Auch Timoschenko, die mal mit und mal ohne ihren folkloristischen Haarkranz auftritt, hatte direkt nach ihrer Haftentlassung eine Bewerbung für das Präsidentenamt angekündigt.

Ukraine braucht mehr Geld als angenommen

Weiterhin war unklar, wo sich der gestürzte Präsident Viktor Janukowitsch aufhält. Zuletzt soll der mit Haftbefehl Gesuchte auf der prorussisch geprägten Halbinsel Krim gesehen worden sein. Gegen ihn wird wegen „Massenmordes“ ermittelt. Er soll tödliche Schüsse auf Regierungsgegner in Auftrag gegeben haben. Das Parlament beschloss, den 63-Jährigen im Falle einer Festnahme an den Internationalen Strafgerichtshof in Den Haag zu überstellen. Insgesamt waren bei Protesten in Kiew mindestens 82 Menschen getötet worden.

Die nahezu bankrotte Ukraine braucht offenbar noch weit mehr Geld als bislang gedacht. Die von Turtschinow genannten 35 Milliarden US-Dollar (25,5, Milliarden Euro) reichten kaum bis Jahresende, sagte Jazenjuk.

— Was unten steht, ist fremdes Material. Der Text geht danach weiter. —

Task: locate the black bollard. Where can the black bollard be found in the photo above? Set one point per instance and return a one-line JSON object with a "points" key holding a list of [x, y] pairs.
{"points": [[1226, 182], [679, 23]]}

Der polnische Außenminister Radoslaw Sikorski sprach sich dafür aus, das Vermögen der ehemaligen Führung um den gestürzten Präsidenten zu beschlagnahmen.

Finanzhilfen waren auch Thema bei Gesprächen der EU-Außenbeauftragten Catherine Ashton in Kiew. Sie knüpfte Unterstützung an Bedingungen. So müsse zunächst eine Übergangsregierung gebildet werden. Notwendig sei auch ein mit internationalen Organisationen abgesprochener Wirtschaftsplan. Hilfreich sei eine Kombination von kurzfristigen Krediten und langfristigen Investitionen.

Auch Deutschland forderte Zusagen. „Voraussetzung für Hilfen ist politische Stabilität und eine Übergangsregierung, mit der man verbindlich einen Hilfs- und Stabilisierungsplan entwickeln kann“, sagte der Staatsminister im Auswärtigen Amt, Michael Roth, „Handelsblatt online“. EU-Währungskommissar Olli Rehn unterstützte die Idee einer Geberkonferenz.

Russland äußerte sich angesichts des Einflusses rechtsextremer Kräfte „tief besorgt“ über die Zukunft des Nachbarn. Um die Ukraine wieder auf den Weg der Rechtstaatlichkeit zu bringen, müsse die Gewalt aufhören und der Dialog zur nationalen Versöhnung beginnen, sagte Außenminister Sergej Lawrow in Moskau.

In Brüssel rief EU-Kommissionspräsident José Manuel Barroso Russland zur Zusammenarbeit auf, „um eine vereinte Ukraine zu garantieren, die ein Faktor für Stabilität auf dem europäischen Kontinent sein kann“.